A corollario il liquidatore aggiunge anche la mancata fusione con la Banca popolare di Vicenza. Un’operazione sotto forma di Offerta pubblica d’acquisto che secondo Santoni – visto anche l’input dato all’epoca da Bankitalia per il matrimonio con un partner affidabile – era da ritenersi vantaggiosa per Banca Etruria.

Obiettivo risarcimenti

L’eventuale ricavato dell’azione di responsabilità andrà al Fondo di Risoluzione.
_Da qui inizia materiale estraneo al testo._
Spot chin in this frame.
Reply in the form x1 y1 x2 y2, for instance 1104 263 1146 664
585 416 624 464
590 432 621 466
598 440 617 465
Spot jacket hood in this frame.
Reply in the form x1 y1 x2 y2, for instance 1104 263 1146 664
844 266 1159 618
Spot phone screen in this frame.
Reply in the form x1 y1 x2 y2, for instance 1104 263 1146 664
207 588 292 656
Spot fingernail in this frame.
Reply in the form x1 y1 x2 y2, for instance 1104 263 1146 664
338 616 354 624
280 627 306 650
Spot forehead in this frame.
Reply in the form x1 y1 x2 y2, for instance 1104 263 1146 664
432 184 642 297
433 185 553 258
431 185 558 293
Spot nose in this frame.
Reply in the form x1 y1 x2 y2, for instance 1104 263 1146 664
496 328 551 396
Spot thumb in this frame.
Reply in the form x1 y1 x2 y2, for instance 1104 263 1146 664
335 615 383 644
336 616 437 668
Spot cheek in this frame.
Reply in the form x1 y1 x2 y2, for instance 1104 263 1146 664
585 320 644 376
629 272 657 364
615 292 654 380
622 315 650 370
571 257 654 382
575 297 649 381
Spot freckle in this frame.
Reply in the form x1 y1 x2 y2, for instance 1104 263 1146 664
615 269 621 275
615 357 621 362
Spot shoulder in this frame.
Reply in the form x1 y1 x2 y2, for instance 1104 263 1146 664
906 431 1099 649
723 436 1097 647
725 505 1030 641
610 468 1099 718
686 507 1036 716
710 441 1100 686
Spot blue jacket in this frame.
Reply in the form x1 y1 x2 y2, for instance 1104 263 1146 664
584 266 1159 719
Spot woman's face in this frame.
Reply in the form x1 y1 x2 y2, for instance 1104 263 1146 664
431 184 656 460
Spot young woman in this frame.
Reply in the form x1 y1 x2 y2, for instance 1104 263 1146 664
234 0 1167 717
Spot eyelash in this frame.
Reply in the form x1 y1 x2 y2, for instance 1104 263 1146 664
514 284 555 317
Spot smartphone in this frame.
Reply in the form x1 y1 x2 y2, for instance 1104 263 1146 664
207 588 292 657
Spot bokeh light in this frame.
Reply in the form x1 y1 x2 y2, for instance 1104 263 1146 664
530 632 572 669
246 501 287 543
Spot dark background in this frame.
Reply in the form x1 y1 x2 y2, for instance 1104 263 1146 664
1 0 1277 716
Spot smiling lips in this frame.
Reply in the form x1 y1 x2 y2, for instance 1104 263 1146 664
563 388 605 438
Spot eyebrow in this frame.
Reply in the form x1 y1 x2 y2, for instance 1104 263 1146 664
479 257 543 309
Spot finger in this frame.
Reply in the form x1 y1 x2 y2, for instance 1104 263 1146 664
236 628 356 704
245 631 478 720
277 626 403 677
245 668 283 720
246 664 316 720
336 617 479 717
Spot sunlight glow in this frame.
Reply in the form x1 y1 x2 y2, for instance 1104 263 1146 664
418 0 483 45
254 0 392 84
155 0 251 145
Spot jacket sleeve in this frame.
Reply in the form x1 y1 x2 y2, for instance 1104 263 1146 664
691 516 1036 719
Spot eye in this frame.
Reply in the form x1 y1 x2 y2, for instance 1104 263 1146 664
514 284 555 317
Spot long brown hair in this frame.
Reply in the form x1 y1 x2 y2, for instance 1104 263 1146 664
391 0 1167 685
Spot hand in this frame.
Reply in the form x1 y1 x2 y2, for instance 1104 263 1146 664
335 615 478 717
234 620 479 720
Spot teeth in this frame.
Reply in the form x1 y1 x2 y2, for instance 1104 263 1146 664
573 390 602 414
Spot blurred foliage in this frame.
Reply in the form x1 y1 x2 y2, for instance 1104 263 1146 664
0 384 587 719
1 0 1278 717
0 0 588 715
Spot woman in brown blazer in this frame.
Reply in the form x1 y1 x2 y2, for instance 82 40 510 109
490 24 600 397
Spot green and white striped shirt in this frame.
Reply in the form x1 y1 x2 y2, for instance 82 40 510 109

E in base al contratto di cessione di Banca Etruria dal Fondo di Risoluzione a Ubi Banca, anche l’istituto lombardo è stato coinvolto nella procedura. Tra gli obiettivi della causa civile c’è l’utilizzo delle somme provenienti dagli indennizzi per risarcire obbligazionisti subordinati e creditori coinvolti nel crac dell’istituto aretino. Intanto, dopo il cambio di nome in Banca Tirrenica stabilito da Ubi dopo l’acquisizione, alla fine di novembre Etruria dovrebbe sparire per essere assorbita in Ubi Banca.